We believe that we know ourselves, but subconsciously we all harbor a secret selfish thought that there is more to ourselves than even we can understand. We are complicated. We are special. We are not special, we are only as complicated as we sometimes fail to pretend to be. You understand yourself. Deep down, I know exactly why I hate myself and exactly why I can’t sleep. But like our narrator I will wall off this reason, trapping truth in a box just tight enough to almost contain its utter blandness and wretchedness.
Back to the answer.. Perhaps our narrator, of no name or many names, is not trying to reach his center, perhaps he has discovered it, and decided the penguin to be too bland and instead of reaching in to discover, he is breaking into his own “center” and graffiting it simply to make it more interesting. So my pessimistic answer of the night, 1. The nameless narrator is like every other narrator we have seen before, conceited and comfortable in denial. We all secretly treasure our undergrounds. 2. The narrator does not want to reach the center of his wave, wether it is his own center or another’s, he prefers to pretend it to be more complex. 3. I don’t really care about Tyler Durden, to be honest I love his really old dilapidated house, but the metaphor of being cut into pieces does yet seem to apply. I could make it apply, but currently I would prefer not to.
Im sorry for the tone of this entry, I hope I disagree with it by morning. Headaches and sleep deprivation do odd things to a person’s psyche.
hello, first i'd like to apologize for the lateness of this entry.
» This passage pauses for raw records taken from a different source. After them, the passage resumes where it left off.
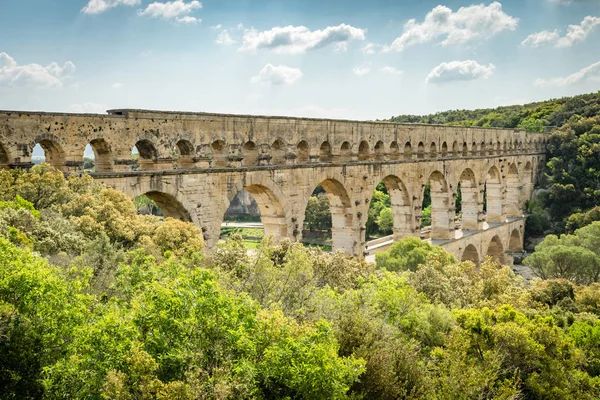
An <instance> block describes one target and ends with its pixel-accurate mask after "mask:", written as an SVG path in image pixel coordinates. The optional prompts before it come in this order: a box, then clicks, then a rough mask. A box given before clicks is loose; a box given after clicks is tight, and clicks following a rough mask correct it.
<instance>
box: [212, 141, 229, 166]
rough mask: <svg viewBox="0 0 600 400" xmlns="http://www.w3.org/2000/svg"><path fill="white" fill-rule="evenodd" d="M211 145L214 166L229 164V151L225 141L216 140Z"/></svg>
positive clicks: (213, 164) (224, 165)
mask: <svg viewBox="0 0 600 400" xmlns="http://www.w3.org/2000/svg"><path fill="white" fill-rule="evenodd" d="M210 147H211V150H212V167H226V166H227V165H228V164H229V151H228V149H227V144H226V143H225V141H223V140H221V139H218V140H215V141H214V142H212V144H211V145H210Z"/></svg>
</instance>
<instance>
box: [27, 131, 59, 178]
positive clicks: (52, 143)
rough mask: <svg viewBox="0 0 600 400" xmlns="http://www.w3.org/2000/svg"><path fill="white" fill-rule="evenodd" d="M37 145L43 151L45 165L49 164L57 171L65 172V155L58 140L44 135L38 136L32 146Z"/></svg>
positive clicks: (56, 137) (57, 138)
mask: <svg viewBox="0 0 600 400" xmlns="http://www.w3.org/2000/svg"><path fill="white" fill-rule="evenodd" d="M36 144H39V145H40V147H41V148H42V149H43V150H44V155H45V156H46V163H48V164H50V165H51V166H53V167H54V168H56V169H57V170H59V171H63V172H65V171H66V159H65V157H66V154H65V151H64V150H63V146H62V145H61V142H60V140H59V139H58V138H57V137H56V136H54V135H48V134H44V135H41V136H38V137H37V138H36V140H35V143H34V145H33V146H32V149H33V147H35V145H36Z"/></svg>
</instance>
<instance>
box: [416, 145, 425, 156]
mask: <svg viewBox="0 0 600 400" xmlns="http://www.w3.org/2000/svg"><path fill="white" fill-rule="evenodd" d="M417 158H419V159H422V158H425V145H424V144H423V142H419V145H418V146H417Z"/></svg>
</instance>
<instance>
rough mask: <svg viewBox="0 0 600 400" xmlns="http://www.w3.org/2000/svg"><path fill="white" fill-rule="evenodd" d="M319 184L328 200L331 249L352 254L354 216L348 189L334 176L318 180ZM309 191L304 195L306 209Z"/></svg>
mask: <svg viewBox="0 0 600 400" xmlns="http://www.w3.org/2000/svg"><path fill="white" fill-rule="evenodd" d="M319 185H320V186H321V187H322V188H323V190H325V194H326V196H327V198H328V200H329V210H330V212H331V223H332V229H331V235H332V242H333V243H332V245H333V250H334V251H336V250H342V251H345V252H347V253H349V254H354V253H355V247H356V237H355V235H354V229H353V228H354V227H353V225H354V216H353V209H352V202H351V200H350V196H349V194H348V191H347V190H346V188H345V187H344V185H343V184H342V183H341V182H340V181H339V180H337V179H335V178H325V179H323V180H320V183H319ZM315 187H316V185H315ZM311 193H312V191H311V192H310V193H309V194H308V196H306V202H305V203H304V210H306V204H307V203H308V199H309V198H310V194H311ZM355 255H356V254H355Z"/></svg>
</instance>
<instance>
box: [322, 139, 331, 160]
mask: <svg viewBox="0 0 600 400" xmlns="http://www.w3.org/2000/svg"><path fill="white" fill-rule="evenodd" d="M319 161H320V162H331V145H330V144H329V142H328V141H324V142H323V143H321V147H320V148H319Z"/></svg>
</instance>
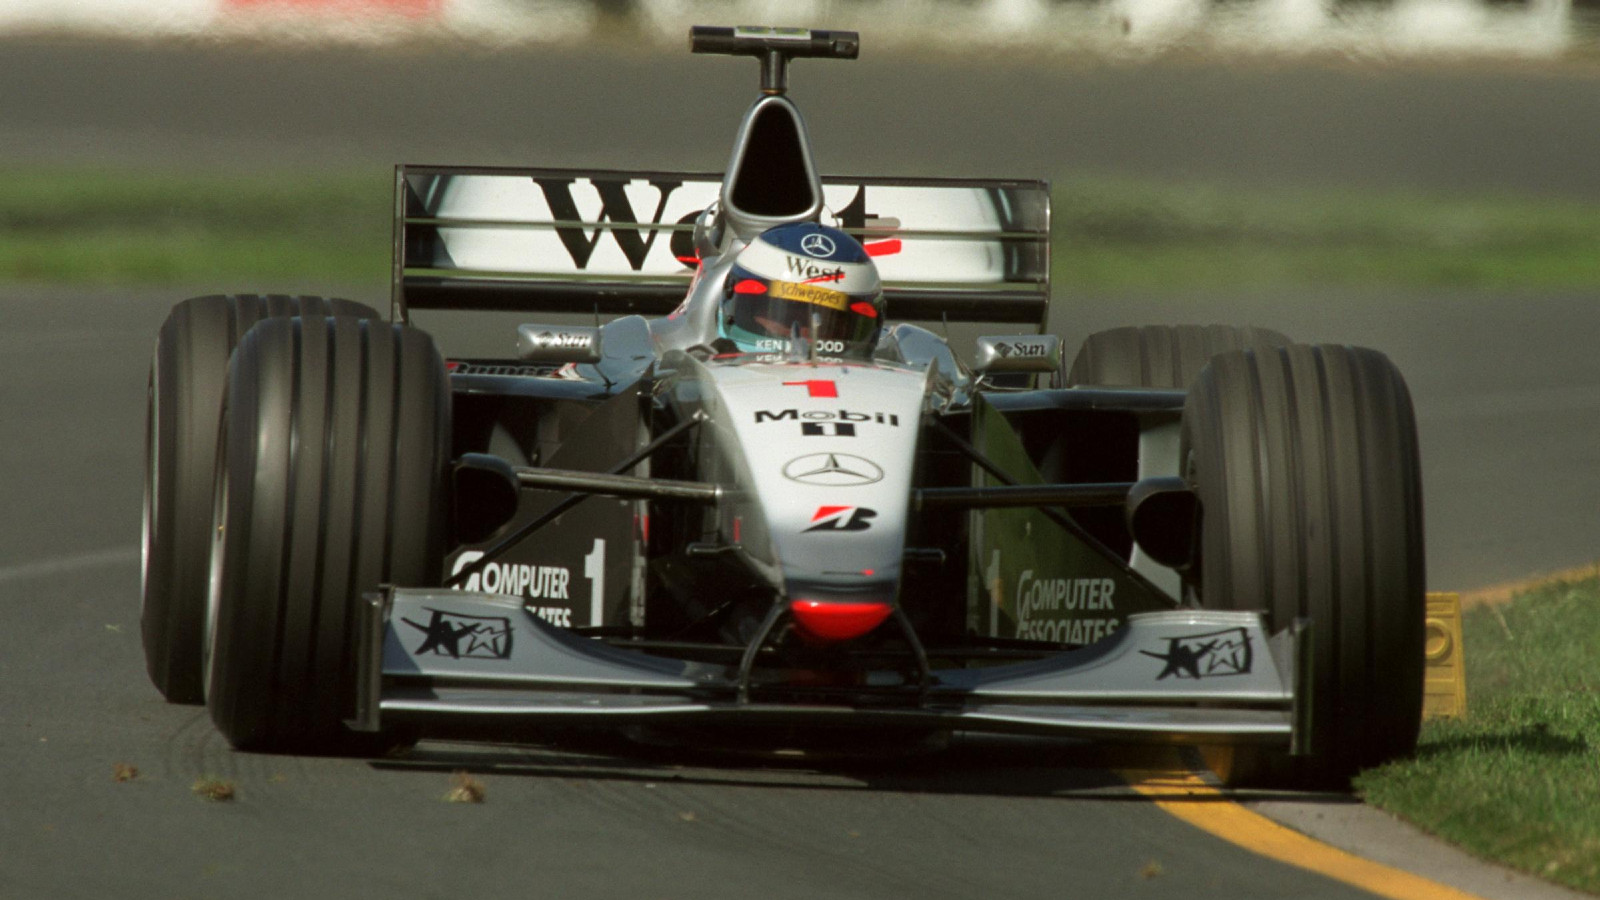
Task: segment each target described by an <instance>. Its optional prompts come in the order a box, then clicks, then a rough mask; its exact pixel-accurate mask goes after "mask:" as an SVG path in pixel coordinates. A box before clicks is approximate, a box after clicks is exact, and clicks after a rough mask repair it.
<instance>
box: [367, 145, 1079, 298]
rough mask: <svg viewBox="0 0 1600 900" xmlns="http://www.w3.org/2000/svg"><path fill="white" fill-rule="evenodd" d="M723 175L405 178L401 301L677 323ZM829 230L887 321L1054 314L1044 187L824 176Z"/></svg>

I got home at 1 this morning from NEPSSAC meet and yeah.... i'm doing question #2
In the beginning it seemed the narrator didn't know how to get in touch of his wave. I think he had sorta given up and was just going through the motions. I think he realized that it was a pretty miserable existence. That's what kept him up all night: just the thought that there was something more and he was just ignoring it.
Then he started living vicariously through other people (the people at the help group). Seeing other peopling finding their own "wave," i think, sorta made it feel like he was finding his own too. Seeing the pain of others made him feel like he was real (emo). I think the mundaneness of his life made him feel emotionless, useless, a waste of life. Sadly pain and the sharing of pain is what makes us human. Well maybe not just pain, but emotion, sharing what we feel is what gives us meaning. The narrator lacked this, not just someone to share it with, but the emotion itself. So seeing other people in pain sorta gives him a false sense of meaning. Seeing other people trying to heal their pain, i.e. finding their wave, makes it seem like he is too.
Finally tho, it is fighting that is the key to finding himself. No longer is the pain he feels that of someone else, it his own. Physical pain is what leads him to emotional salvation (emo). The physical pain of the fist gives way to an emotional feeling of life.
This is a very emo way to look at this, i know, but I think its also pretty real. I think to live a life of just accepting things and letting them blow over you is not life. Embrace the pain, physical or emotional. Embrace it and live.